Lastly, we quantify and analyse the localization precision of iterative localization microscopy methods, such as MINFLUX. These methods are able to locally improve the localization precision around an emitter position by using prior information derived from measurements in earlier iterations. As the Cramer-Rao lower bound requires estimators to be unbiased, it cannot incorporate prior information, making it inapplicable to iterative localization microscopy. However, the Bayesian Van Trees inequality circumvents this mathematical limitation, and is therefore an appropriate bound to analyse iterative localization microscopy. By taking modulation- and background imperfections into account, we show that the improvement of iterative methods over single-molecule localization is at most fivefold. The Van Trees inequality allows us to nuance existing precision limits for methods resembling MINFLUX when affected by modulation- and background imperfections, by showing that the precision of these methods is not maximized by minimizing the pattern distance, nor exponentially improved by increasing the iteration count.
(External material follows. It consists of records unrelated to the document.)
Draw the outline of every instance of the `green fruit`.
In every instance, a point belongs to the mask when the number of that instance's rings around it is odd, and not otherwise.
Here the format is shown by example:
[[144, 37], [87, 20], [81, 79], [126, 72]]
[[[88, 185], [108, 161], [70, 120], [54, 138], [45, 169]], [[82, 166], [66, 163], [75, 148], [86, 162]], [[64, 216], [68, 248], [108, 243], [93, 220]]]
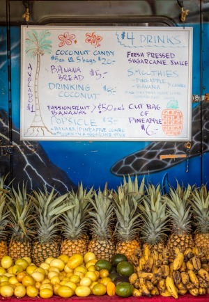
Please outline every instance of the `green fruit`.
[[121, 261], [117, 265], [117, 273], [120, 273], [120, 275], [130, 277], [134, 272], [134, 266], [127, 261]]
[[113, 281], [115, 285], [118, 285], [118, 284], [122, 283], [123, 282], [127, 282], [130, 283], [129, 278], [125, 276], [118, 275], [118, 276]]
[[95, 268], [96, 271], [100, 271], [102, 269], [107, 269], [110, 271], [111, 269], [111, 264], [105, 260], [100, 260], [95, 262]]
[[127, 298], [132, 295], [134, 288], [132, 284], [130, 284], [128, 282], [122, 282], [116, 286], [116, 292], [118, 296]]
[[116, 267], [121, 261], [127, 261], [127, 257], [124, 254], [115, 254], [112, 256], [111, 263], [114, 267]]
Based on these findings we argue that, in order to reflect the statistical uncertainty of the localization process, emitter position estimates in single-molecule localization microscopy should be presented in the context of the estimation uncertainty. Image formation models and uncertainty quantification should be tailored to the application, letting the particularities of the application determine the choice of appropriate mathematical tools. As shown in this dissertation, this attitude towards uncertainty leads to new experimental methods to improve the localization precision, and it advances our fundamental understanding of localization uncertainty in super-resolution microscopy.